Step 1: Add the eLLMental dependencies

You can import the eLLMental library from Maven Central. Below there are some examples of how you can do it.

Gradle

Incorporate the eLLMental dependencies into your build.gradle file.

//...
repositories {
mavenCentral()
}

dependencies {
implementation "com.theagilemonkeys.ellmental:core:0.0.2"
implementation "com.theagilemonkeys.ellmental:embeddingsgeneration:0.0.2"
implementation "com.theagilemonkeys.ellmental:embeddingsstore:0.0.2"
implementation "com.theagilemonkeys.ellmental:embeddingsspace:0.0.2"
// Other dependencies
}
//...

Maven

You can also add the eLLMental dependencies into your pom.xml file.

<project>
<!-- ... other configurations ... -->

<!-- Add the eLLMental dependencies -->
<dependencies>
<dependency>
<groupId>com.theagilemonkeys.ellmental</groupId>
<artifactId>core</artifactId>
<version>0.0.2</version>
</dependency>
<dependency>
<groupId>com.theagilemonkeys.ellmental</groupId>
<artifactId>embeddingsgeneration</artifactId>
<version>0.0.2</version>
</dependency>
<dependency>
<groupId>com.theagilemonkeys.ellmental</groupId>
<artifactId>embeddingsstore</artifactId>
<version>0.0.2</version>
</dependency>
<dependency>
<groupId>com.theagilemonkeys.ellmental</groupId>
<artifactId>embeddingsspace</artifactId>
<version>0.0.2</version>
</dependency>
</dependencies>

<!-- ... other configurations ... -->
</project>

Step 2: Initializing the EmbeddingsSpaceComponent

Before initializing the EmbeddingsSpaceComponent, set up the OpenAIEmbeddingsModel and PineconeVectorStore.

Retrieve the required API tokens and configuration parameters following the PineCone quickstart guide and OpenAI API keys guide.

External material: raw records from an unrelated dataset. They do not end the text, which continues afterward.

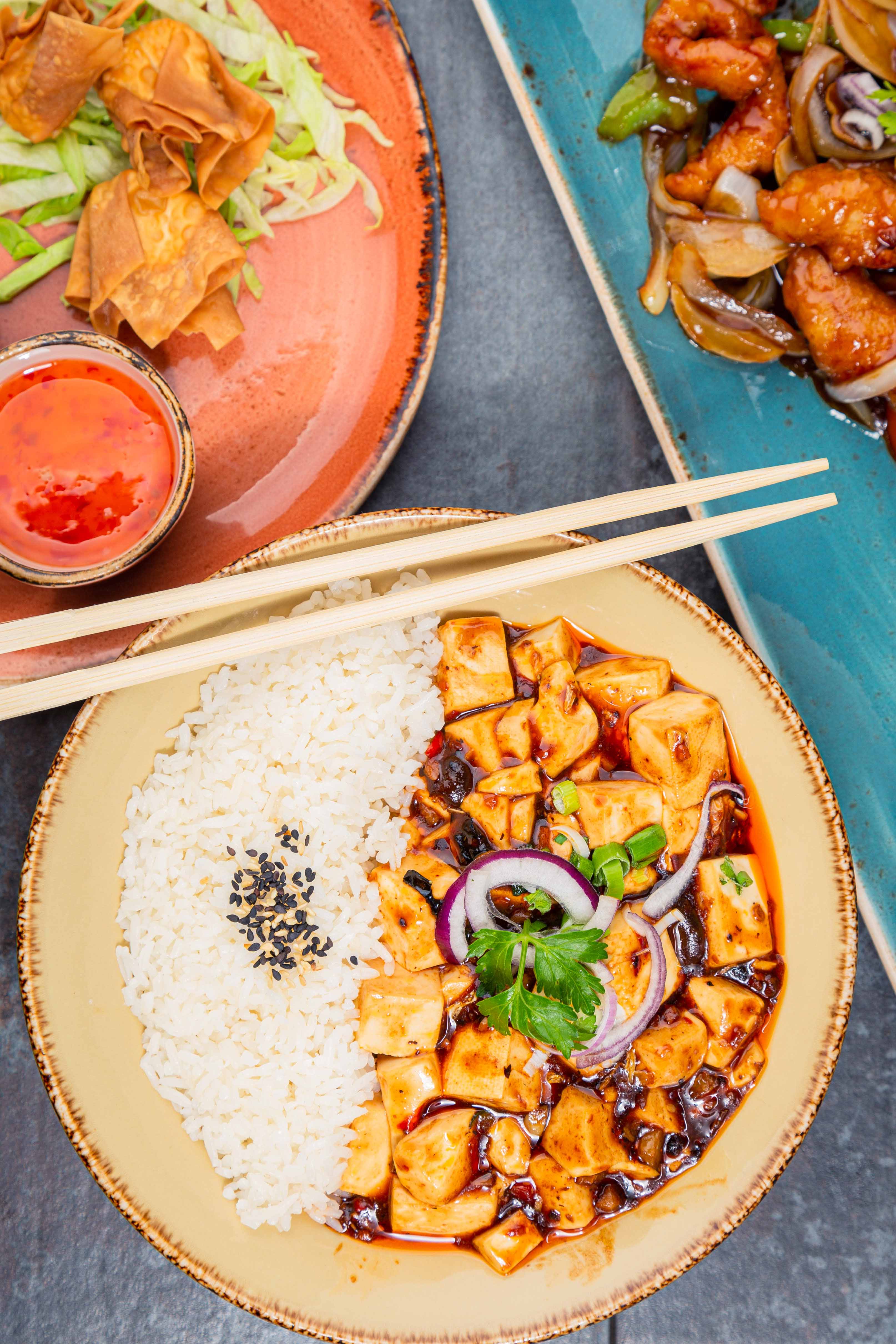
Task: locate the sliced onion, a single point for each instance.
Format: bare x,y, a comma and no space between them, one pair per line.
621,1035
729,246
526,867
721,323
788,160
655,292
668,920
734,193
820,61
450,932
855,90
659,150
757,291
605,1026
864,36
667,893
876,384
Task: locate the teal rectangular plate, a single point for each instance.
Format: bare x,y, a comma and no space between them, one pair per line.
816,597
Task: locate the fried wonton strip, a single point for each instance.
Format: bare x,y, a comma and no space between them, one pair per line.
215,318
171,88
49,62
152,263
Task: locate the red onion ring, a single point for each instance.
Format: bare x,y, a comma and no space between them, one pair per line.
667,893
526,869
450,923
618,1038
516,867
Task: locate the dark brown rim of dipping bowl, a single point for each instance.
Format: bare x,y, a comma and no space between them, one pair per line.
76,344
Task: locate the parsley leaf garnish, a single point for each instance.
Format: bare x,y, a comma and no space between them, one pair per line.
741,880
539,901
886,119
561,1011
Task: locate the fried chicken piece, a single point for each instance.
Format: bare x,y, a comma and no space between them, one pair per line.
850,213
747,140
848,322
713,45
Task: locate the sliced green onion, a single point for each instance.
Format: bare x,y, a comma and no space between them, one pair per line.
585,866
647,845
612,853
615,878
566,797
253,283
37,268
18,241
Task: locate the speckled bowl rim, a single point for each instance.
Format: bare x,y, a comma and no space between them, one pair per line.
182,487
364,529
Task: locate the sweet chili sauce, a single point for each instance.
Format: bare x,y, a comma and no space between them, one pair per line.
87,464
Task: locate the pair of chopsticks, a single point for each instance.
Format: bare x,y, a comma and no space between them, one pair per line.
410,553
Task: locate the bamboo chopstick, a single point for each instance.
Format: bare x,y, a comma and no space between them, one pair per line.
467,589
387,556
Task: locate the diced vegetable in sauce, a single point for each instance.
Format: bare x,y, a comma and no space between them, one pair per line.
496,1142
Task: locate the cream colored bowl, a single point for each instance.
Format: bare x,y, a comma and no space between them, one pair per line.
312,1280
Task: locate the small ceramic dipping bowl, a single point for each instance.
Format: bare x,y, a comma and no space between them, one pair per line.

import com.theagilemonkeys.ellmental.embeddingsmodel.openai.OpenAIEmbeddingsModel;
import com.theagilemonkeys.ellmental.vectorstore.pinecone.PineconeVectorStore;

public OpenAIEmbeddingsModel embeddingsModel() {
return new OpenAIEmbeddingsModel("OPEN_AI_API_KEY");
}

public PineconeVectorStore vectorStore() {
return new PineconeVectorStore("PINECONE_API_KEY", "PINECONE_URL", "PINECONE_NAMESPACE");
}

Now, initialize the EmbeddingsSpaceComponent:

import com.theagilemonkeys.ellmental.EmbeddingsSpaceComponent;

public EmbeddingsSpaceComponent initializeEmbeddingsSpace() {
return new EmbeddingsSpaceComponent(embeddingsModel(), vectorStore());
}

Step 3: Running the example

To run an example, you can write a simple main function:

public class MainApp {

public static void main(String[] args) {
EmbeddingsSpaceComponent embeddingsSpace = initializeEmbeddingsSpace();

// Add some embedding samples to the embeddings space.
embeddingsSpace.save("Hello, eLLMental!");
embeddingsSpace.save("Hello, world!");
embeddingsSpace.save("Hi!");
embeddingsSpace.save("Cats are cute");
embeddingsSpace.save("Dogs are loyal");
// You can provide Metadata to the `save` call too
Map<String, String> metadata = new HashMap<>();
metadata.put("key", "value");
embeddingsSpace.save("Hey there!", metadata)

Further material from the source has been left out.